Oxygen is often administered to patients and occasionally to healthy individuals as well; however, the cellular toxicity of oxygen, especially following prolonged exposure, is widely known. To evaluate the potential effect of oxygen exposure on circulating stem/progenitor cells and cardiac ischemia/reperfusion (I/R) injury, we exposed healthy adult mice to 100% oxygen for 20 or 60 min. We then examined the c‐kit‐positive stem/progenitor cells and colony‐forming cells and measured the cytokine/chemokine levels in peripheral blood.

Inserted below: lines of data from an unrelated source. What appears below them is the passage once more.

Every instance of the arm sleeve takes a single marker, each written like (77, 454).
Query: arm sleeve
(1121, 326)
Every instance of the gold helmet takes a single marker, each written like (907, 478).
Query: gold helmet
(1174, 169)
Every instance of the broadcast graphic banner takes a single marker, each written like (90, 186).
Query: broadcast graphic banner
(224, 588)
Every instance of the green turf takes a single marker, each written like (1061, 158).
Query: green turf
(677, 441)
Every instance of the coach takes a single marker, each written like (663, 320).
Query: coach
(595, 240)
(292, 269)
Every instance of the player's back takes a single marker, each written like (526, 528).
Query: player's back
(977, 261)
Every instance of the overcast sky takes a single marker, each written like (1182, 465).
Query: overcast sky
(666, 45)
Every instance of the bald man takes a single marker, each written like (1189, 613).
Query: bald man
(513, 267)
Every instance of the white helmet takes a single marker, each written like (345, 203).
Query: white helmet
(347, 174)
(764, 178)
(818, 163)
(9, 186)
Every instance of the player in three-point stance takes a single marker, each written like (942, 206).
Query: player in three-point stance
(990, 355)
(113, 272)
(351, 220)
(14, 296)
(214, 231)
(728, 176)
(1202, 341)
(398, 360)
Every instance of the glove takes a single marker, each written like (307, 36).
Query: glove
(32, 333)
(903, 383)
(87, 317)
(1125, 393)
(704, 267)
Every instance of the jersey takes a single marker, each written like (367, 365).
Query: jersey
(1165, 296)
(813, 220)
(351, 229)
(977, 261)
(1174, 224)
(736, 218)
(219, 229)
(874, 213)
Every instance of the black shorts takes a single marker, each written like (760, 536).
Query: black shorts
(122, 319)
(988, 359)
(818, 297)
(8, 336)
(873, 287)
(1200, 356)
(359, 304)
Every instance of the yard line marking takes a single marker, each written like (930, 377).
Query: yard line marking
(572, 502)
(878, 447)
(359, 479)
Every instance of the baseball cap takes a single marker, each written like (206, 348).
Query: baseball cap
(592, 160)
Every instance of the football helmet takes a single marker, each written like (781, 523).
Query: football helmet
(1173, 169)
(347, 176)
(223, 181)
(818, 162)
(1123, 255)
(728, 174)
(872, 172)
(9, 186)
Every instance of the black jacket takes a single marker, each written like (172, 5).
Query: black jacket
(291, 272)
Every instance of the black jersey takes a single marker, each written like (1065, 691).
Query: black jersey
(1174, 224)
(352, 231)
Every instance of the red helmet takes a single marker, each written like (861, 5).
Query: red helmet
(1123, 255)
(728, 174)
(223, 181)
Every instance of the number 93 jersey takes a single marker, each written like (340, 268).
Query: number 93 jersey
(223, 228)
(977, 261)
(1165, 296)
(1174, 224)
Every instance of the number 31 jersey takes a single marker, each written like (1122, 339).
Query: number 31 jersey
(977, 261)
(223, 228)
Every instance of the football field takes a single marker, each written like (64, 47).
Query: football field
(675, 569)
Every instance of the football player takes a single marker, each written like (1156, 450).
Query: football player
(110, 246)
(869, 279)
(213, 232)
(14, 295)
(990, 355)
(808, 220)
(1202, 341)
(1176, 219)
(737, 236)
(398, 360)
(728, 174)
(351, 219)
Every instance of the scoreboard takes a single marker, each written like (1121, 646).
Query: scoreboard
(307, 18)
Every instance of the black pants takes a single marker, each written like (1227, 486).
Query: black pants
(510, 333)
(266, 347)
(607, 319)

We also induced cardiac I/R injury in mice at 3 h after 60 min of oxygen exposure and examined the recruitment of inflammatory cells and the fibrotic area in the heart. The proportion of c‐kit‐positive stem/progenitor cells significantly increased in peripheral blood at 3 and 24 h after oxygen exposure for either 20 or 60 min ( p  < .01 vs. control). However, the abundance of colony‐forming cells in peripheral blood conversely decreased at 3 and 24 h after oxygen exposure for only 60 min ( p  < .05 vs. control). Oxygen exposure for either 20 or 60 min resulted in significantly decreased plasma vascular endothelial growth factor levels at 3 h, whereas oxygen exposure for only 60 min reduced plasma insulin‐like growth factor 1 levels at 24 h ( p  < .05 vs. control). Protein array indicated the increase in the levels of some cytokines/chemokines, such as CXCL6 (GCP‐2) at 24 h after 60 min of oxygen exposure. Moreover, oxygen exposure for 60 min enhanced the recruitment of Ly6g‐ and CD11c‐positive inflammatory cells at 3 days ( p  < .05 vs. control) and increased the fibrotic area at 14 days in the heart after I/R injury ( p  < .05 vs. control). Prolonged oxygen exposure induced the mobilization and functional impairment of stem/progenitor cells and likely enhanced inflammatory responses to exacerbate cardiac I/R injury in healthy mice.